Paleontologist Garety Dyke at the University College Dublin in Ireland suggested that an extinct dinosaur called Sharovipteryx mirabilis was the world’s first delta-wing flyer:
Sharovipteryx mirabilis is known from only a single fossil. It was about 8 inches long, weighed less than a tenth of a pound and lived during the late Triassic, a time when the first dinosaurs were still evolving. Scientists knew that S. mirabilis had a membrane stretched across its hind legs, which allowed it to glide, but the exact shape of this membrane and the way it was attached to the animal’s body has been debated.

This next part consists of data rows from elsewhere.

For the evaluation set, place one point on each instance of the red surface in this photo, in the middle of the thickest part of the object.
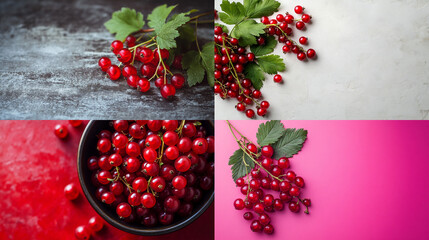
(35, 166)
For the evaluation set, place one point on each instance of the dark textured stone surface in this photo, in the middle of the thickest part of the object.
(48, 64)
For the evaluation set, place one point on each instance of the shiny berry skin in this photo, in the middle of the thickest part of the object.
(250, 113)
(199, 146)
(301, 56)
(61, 131)
(157, 184)
(283, 163)
(303, 40)
(95, 224)
(267, 151)
(123, 210)
(104, 63)
(177, 80)
(311, 53)
(298, 9)
(306, 18)
(179, 182)
(306, 202)
(252, 148)
(299, 182)
(239, 204)
(71, 191)
(269, 229)
(134, 199)
(290, 175)
(143, 85)
(248, 215)
(182, 164)
(171, 204)
(277, 78)
(168, 91)
(268, 200)
(82, 232)
(259, 208)
(256, 226)
(124, 55)
(294, 191)
(264, 219)
(293, 207)
(300, 25)
(278, 204)
(148, 200)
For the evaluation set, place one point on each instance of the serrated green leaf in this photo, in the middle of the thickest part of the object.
(290, 143)
(259, 8)
(269, 132)
(195, 71)
(168, 32)
(241, 164)
(224, 28)
(158, 16)
(247, 31)
(124, 22)
(267, 48)
(254, 72)
(271, 64)
(233, 12)
(207, 57)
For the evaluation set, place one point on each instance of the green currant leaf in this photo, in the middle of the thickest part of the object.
(247, 31)
(124, 22)
(254, 72)
(259, 8)
(269, 132)
(267, 48)
(271, 64)
(158, 16)
(224, 28)
(290, 143)
(241, 164)
(195, 71)
(207, 56)
(233, 12)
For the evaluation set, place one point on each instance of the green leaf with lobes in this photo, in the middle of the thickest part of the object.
(241, 164)
(290, 143)
(254, 72)
(125, 22)
(269, 132)
(271, 64)
(267, 48)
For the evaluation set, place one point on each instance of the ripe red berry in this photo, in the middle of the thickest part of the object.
(61, 131)
(71, 191)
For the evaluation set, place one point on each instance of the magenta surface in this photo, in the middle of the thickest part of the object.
(366, 180)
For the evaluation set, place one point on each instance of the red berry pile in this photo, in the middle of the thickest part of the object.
(131, 53)
(282, 27)
(275, 177)
(151, 171)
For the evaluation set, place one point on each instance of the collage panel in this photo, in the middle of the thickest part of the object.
(60, 59)
(321, 179)
(107, 179)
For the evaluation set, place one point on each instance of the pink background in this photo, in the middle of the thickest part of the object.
(366, 180)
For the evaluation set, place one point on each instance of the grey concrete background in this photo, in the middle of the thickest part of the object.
(49, 53)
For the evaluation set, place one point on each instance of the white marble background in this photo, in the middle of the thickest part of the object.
(372, 64)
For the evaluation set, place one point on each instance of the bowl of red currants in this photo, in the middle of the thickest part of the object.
(148, 177)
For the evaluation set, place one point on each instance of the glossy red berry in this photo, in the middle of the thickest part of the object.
(61, 131)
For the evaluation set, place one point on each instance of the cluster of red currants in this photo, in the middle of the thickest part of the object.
(280, 27)
(153, 171)
(230, 60)
(269, 174)
(153, 66)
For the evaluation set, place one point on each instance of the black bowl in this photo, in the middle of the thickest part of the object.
(87, 148)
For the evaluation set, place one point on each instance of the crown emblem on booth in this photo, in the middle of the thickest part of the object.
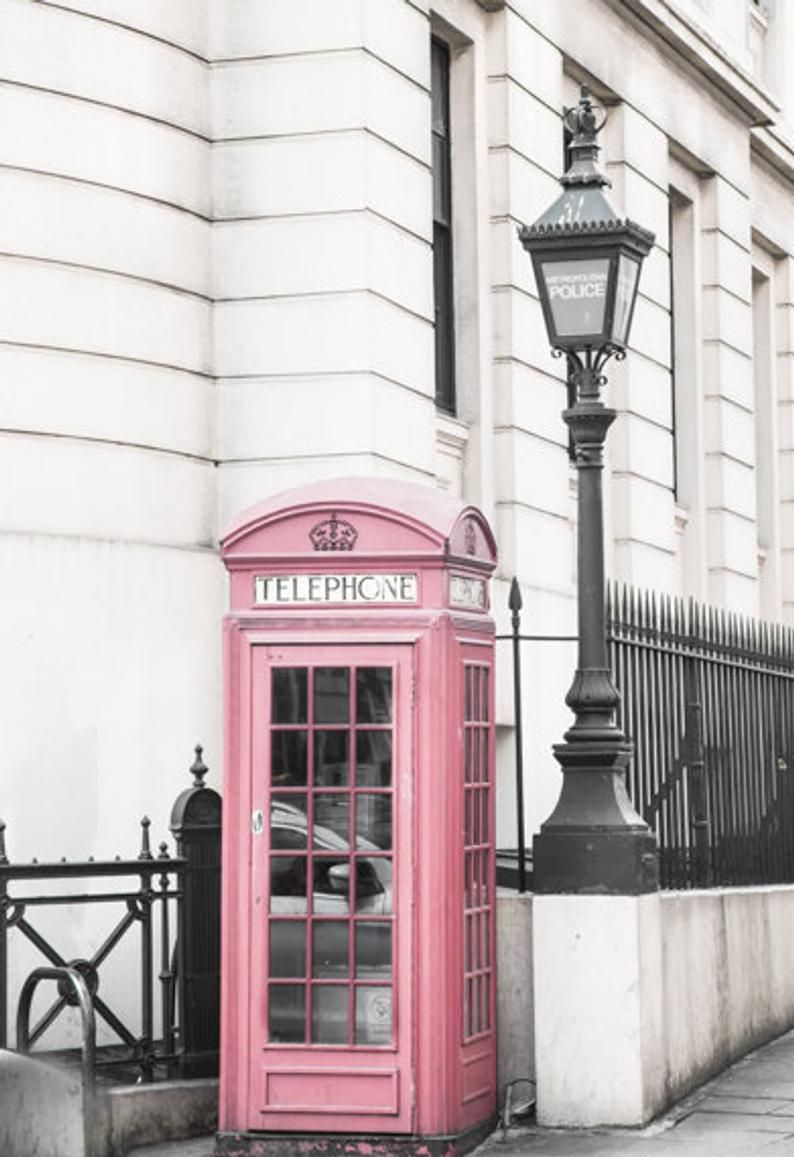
(333, 535)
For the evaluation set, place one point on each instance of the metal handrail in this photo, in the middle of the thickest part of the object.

In a new study, Gareth Dyke, a paleontologist at the University College Dublin in Ireland, and colleagues used wind-tunnel data from modern flying lizards and computer modeling to propose a new membrane configuration for S. mirabilis, one they say is unique because it is grounded in aerodynamics.
Scientists can now finally explain how the unusual steps at the Mammoth Hot Springs came to be:
Geologists have long been at a loss to explain the rocks’ unusual shapes, but physicists at the University of Illinois at Urbana-Champaign say they have figured out the answer.
Unlike most water-washed surfaces, the primary geological process shaping the Mammoth Hot Springs landscape is not erosion. The rocks there are actually growing — at the rate of one to five millimeters a day — as calcium carbonate in the water precipitates to form the mineral travertine.
There’s a thief in Greencastle, Indiana, that’s obsessed with the letter R:
A consonant-loving thief has police and business owners baffled after dozens of Rs were stolen from signs around the community. "We’ve lost our Rs. And we want them back," said Randall Jones, president of Headley Hardware.
The weekend caper targeted gas stations, restaurants, repair shops and medical offices in the city of 10,000 people about 40 miles west of Indianapolis.
Here’s the kicker:
The thief also nabbed half a dozen letters from a lighted marquee in front of a National Guard post.